Right now I'm not sure whether this is a problem of ckanext-extractor, the CKAN background job system, or your setup, so let's figure that out.

First of all, please make sure that ckanext-extractor is installed and configured correctly (see the documentation: running

wget -qO - http://localhost/api/3/action/extractor_list

Should return something like

{"help": "http://localhost/api/3/action/help_show?name=extractor_list", "success": true, "result": []}

If that works, please schedule a test background job. CKAN provides a paster command for that:

paster --plugin=ckan jobs test -c /etc/ckan/default/production.ini

Please post the logs of that background job, they should tell us whether this problem is related to ckanext-extractor or not.

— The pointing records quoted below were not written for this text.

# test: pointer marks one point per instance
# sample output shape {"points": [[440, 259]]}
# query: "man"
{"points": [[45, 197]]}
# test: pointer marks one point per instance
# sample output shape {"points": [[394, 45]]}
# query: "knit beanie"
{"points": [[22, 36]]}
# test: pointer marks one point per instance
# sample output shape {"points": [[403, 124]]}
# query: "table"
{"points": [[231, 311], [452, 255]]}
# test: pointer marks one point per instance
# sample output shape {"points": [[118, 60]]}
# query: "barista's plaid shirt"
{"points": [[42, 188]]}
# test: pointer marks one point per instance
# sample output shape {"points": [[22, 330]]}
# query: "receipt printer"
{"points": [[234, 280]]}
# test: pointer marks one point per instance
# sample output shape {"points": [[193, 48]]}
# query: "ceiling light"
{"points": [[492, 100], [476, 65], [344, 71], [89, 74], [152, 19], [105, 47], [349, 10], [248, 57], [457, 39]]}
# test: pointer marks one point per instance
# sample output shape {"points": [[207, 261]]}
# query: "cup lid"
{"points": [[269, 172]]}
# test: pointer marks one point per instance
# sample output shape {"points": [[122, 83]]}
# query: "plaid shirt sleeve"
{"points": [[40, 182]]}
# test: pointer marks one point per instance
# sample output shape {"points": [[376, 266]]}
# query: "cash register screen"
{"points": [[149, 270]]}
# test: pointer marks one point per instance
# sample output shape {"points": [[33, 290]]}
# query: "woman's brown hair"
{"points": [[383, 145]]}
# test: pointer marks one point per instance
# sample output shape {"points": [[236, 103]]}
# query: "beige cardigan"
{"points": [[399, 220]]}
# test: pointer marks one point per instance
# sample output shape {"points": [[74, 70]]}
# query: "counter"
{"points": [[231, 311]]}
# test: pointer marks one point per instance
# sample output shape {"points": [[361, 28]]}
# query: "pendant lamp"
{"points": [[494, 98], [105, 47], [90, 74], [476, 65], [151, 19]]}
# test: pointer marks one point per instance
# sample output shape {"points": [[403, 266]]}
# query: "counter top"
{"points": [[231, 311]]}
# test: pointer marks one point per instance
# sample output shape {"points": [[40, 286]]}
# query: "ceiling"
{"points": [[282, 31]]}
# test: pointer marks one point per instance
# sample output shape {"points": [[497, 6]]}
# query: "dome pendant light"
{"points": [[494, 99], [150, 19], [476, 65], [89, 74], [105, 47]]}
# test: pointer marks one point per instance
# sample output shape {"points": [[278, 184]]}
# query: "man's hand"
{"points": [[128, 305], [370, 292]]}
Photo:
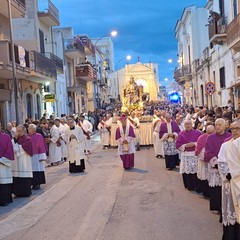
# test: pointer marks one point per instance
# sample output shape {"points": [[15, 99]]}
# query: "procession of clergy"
{"points": [[207, 154]]}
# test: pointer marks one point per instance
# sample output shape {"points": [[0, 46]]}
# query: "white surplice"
{"points": [[22, 165], [64, 148], [228, 210], [104, 133], [157, 142], [55, 152], [5, 171], [88, 127]]}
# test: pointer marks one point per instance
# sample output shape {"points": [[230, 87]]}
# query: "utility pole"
{"points": [[15, 83]]}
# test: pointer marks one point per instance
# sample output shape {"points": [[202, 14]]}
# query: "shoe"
{"points": [[36, 187], [4, 204]]}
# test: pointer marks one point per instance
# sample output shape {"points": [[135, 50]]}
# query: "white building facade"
{"points": [[218, 61]]}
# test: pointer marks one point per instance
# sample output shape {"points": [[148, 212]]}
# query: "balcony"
{"points": [[42, 68], [103, 83], [48, 13], [182, 74], [58, 61], [74, 48], [88, 46], [217, 31], [86, 71], [233, 34], [22, 60], [18, 8]]}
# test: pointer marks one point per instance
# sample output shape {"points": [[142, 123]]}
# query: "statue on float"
{"points": [[132, 96]]}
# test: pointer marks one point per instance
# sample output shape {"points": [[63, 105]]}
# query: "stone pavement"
{"points": [[108, 203]]}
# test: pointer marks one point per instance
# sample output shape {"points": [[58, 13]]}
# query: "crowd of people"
{"points": [[205, 144], [202, 142]]}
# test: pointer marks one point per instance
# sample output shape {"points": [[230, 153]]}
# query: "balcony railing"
{"points": [[22, 59], [48, 12], [87, 43], [86, 71], [20, 2], [18, 8], [217, 30], [183, 73], [44, 65], [74, 48], [233, 34], [58, 61]]}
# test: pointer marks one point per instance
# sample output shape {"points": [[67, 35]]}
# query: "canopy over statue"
{"points": [[132, 96]]}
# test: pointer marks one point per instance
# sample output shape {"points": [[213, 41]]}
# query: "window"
{"points": [[222, 77], [29, 105], [38, 115], [221, 7], [235, 8], [41, 40]]}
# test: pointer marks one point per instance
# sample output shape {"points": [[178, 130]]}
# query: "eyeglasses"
{"points": [[236, 128]]}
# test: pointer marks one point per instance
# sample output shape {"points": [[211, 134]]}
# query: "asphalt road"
{"points": [[108, 203]]}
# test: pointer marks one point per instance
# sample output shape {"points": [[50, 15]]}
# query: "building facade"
{"points": [[219, 59], [191, 33], [34, 32], [22, 60]]}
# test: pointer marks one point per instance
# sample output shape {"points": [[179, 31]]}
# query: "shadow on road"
{"points": [[137, 170]]}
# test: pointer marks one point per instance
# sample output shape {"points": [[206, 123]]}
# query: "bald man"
{"points": [[22, 166], [213, 145], [202, 172]]}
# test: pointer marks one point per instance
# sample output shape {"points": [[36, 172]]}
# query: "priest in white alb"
{"points": [[75, 142], [104, 132], [39, 157], [22, 166]]}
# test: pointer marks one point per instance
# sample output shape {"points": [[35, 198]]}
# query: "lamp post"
{"points": [[128, 58], [15, 84], [96, 91]]}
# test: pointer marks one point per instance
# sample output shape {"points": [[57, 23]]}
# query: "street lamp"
{"points": [[111, 34], [15, 81], [128, 58]]}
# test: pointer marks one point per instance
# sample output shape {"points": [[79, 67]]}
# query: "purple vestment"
{"points": [[213, 145], [185, 137], [131, 132], [6, 147], [163, 128], [201, 143], [38, 144], [26, 143]]}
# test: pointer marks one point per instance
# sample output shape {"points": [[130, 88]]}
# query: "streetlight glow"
{"points": [[113, 33], [129, 57]]}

So i actually ran sudo supervisorctl restart ckan-worker:* and the error went away. I think it just needed to be restarted. I will update here if it comes back.

Thanks for the update, @mystycs, and good that you're issue has been resolved. I'm closing this issue, but feel free to reopen it in case the problem reappears.

Restarting the worker can be forgotten easily, so I've filed an issue to improve CKAN's docs on restarting things: ckan/ckan#4512.